Washington, Nov 6: Barack Obama is back. The former president of the US, who has been reluctant to speak out against his successor, the current incumbent Donald Trump, in public, changed his gears in the run-up to the midterm elections that the US will be going to on Tuesday, November 6.

Former President Barack Obama

During the campaign for the elections in which his Democratic Party has a lot at stake, the ex-president came out loud against Trump and targeted him in sharp and systematic criticism. No former US president has been coming down heavily on his successor in three-quarters of a century, the New York Times reported.

"Although some admirers believe he remains too restrained in an era of Trumpian bombast, Mr. Obama has excoriated the incumbent for "lying" and "fear-mongering" and pulling "a political stunt" by sending troops to the border. As he opened a final weekend of campaigning before Tuesday's midterm elections, Mr.
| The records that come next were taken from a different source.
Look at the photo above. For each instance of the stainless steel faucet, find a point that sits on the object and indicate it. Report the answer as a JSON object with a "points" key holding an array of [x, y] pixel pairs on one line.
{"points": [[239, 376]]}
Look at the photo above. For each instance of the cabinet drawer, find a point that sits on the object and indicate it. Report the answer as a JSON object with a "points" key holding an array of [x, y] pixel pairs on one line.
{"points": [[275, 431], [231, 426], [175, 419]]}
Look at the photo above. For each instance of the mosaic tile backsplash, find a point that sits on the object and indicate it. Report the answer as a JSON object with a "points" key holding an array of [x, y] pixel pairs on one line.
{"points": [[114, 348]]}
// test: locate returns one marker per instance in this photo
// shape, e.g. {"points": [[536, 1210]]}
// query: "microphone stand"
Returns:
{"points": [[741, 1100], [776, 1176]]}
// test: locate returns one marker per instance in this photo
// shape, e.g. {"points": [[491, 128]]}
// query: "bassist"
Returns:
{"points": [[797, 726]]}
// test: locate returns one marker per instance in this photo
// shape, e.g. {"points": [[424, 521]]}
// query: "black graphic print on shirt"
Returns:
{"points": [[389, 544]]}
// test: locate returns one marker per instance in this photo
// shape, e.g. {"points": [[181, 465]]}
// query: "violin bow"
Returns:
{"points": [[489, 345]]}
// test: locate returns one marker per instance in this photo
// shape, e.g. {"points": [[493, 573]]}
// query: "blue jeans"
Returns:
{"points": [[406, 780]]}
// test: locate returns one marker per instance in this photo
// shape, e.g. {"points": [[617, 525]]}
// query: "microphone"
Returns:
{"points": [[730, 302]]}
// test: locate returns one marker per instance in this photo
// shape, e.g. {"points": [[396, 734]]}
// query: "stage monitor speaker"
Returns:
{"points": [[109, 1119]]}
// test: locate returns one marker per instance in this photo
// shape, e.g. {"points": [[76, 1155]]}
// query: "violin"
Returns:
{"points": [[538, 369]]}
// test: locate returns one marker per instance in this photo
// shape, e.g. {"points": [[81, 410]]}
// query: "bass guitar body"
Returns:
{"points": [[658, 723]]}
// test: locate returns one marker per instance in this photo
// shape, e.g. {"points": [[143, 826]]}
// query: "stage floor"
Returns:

Obama has re-emerged as the Democrats' most prominent face, pitting president versus president over the future of the country," a Times report said.

Last week, Obama, who served as the president of the US between 2009 and 2017, gave a fiery speech in Miami in which he said even the conservatives will find Trump's disregard for the constitution and basic decency disturbing.

"I know there are sincere conservatives who are compassionate and must think there is nothing compassionate about ripping immigrant children from the arms of their mothers at the border," the 57-year-old leader, who himself was targeted harshly by Trump during his campaign, said.

The Democrats have a golden opportunity to restrict Trump's way of doing things by increasing their influence in the Senate and House of Representatives in the mid-term polls but since the party in disarray doesn't have strong enough faces to take on Trump, it has fallen back on the former president's shoulder to lead their campaign.